Als letzter Test wurde im November 2004 ein Männchen der Mutation “X” mit einem völlig fremden wildfarbigen Weibchen verpaart. Aus einem Gelege von 7 Eiern schlüpften Anfang 2005 6 Küken: 4 von ihnen mit roten Augen, die nach ein paar Tagen dunkel wurden. Nachdem die 4 Küken völlig befiedert waren zeigten alle den “Faktor X” und alle waren Weibchen.

 

Erkenntnisse aus der Verpaarung#5:

●       Dieses Ergebnis schließt einen autosomal rezessiven Erbgang aus. Mit der Tatsache, dass es sich bei den anders gefärbten Jungtieren wieder ausschließlich um Weibchen gehandelt hat, kann diese Mutation als geschlechtsgebunden interpretiert werden.

 

Zusammengefasste Erkenntnisse:

●    Es handelt sich mit Sicherheit um eine Mutation.

●    Alles deutet auf eine geschlechtsgebunden rezessive Vererbung hin.

●    Jegliche Verbindung zu `Faded´ steht außer Frage.

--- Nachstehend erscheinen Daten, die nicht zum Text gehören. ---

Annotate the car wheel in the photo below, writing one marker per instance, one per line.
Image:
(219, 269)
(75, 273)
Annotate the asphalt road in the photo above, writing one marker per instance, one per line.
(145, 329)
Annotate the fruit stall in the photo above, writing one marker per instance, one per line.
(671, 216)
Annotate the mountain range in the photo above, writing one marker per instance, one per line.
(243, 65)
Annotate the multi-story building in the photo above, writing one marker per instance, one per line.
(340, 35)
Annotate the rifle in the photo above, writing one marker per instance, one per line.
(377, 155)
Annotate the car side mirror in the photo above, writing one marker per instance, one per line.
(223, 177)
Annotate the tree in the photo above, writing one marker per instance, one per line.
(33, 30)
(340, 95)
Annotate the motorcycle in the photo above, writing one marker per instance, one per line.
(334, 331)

●    Die Jungtiere schlüpfen mit roten Augen, die nach ein paar Tagen dunkel werden. Das bedeutet, dass wir es mit einer Art Albinismus zu tun haben. Dieses Phänomen gibt es bei den Mutationen: Faded (bereits ausgeschlossen), Zimt, Pallid uns bei einer geschlechtsgebunden co-dominanten Mutation des Katharinasittichs (ebenfalls bereits ausgeschlossen).

 

●    Zimt und Pallid vererben beide geschlechtsgebunden rezessiv; Siehe auch bei Verpaarung 1,3,4 und 5. Mutation “X” kann nur eine dieser beiden sein. Das Melanin der Mutation Pallid Grün zeigt gräuliche Spuren. Die bräunlichen Schwungfedern und der besondere bräunlich grüne Überhauch am Körper im vorliegenden Fall verweisen deutlich in Richtung Zimt. (Die Bezeichnung Zimt ist gebräuchlich für die geschlechtsgebunden rezessive Mutation, die anstatt schwarzen Melaninen zimt-braune Melanine in das Gefieder einlagert. Die Augenfarbe ist beim Schlupf rot und wird mit zunehmendem Alter fast schwarz. Die Farbe der Beine und Zehnen ist fleischfarbig Rosa. Das Gen dekodiert möglicherweise zu einem zweiten Tyrosinase Related Protein, wirkt in den Melanozyten während eines frühen Schrittes in der Melaninsynthese und besitzt die Fähigkeit, sich nach dem Crossing-Over mit dem geschlechtsgebundenen Ino, zu entfalten. Diese “Kombinationen” sollten grundsätzlich als Zimt-Ino bezeichnet werden. Eine Ausnahme gibt es von dieser Regel: Beim Wellensittich wird diese Kombination “Lacewing” genannt, weil nur bei dieser Spezies sein auffallendes Erscheinungsbild diesen Namen zulässt.)

 

In Anlehnung an diese Erkenntnisse können wir behaupten, dass dies die erste bekannte geschlechtsgebundene Mutation beim Blaugenicksperlingspapagei ist. Es ist die Mutation Zimt.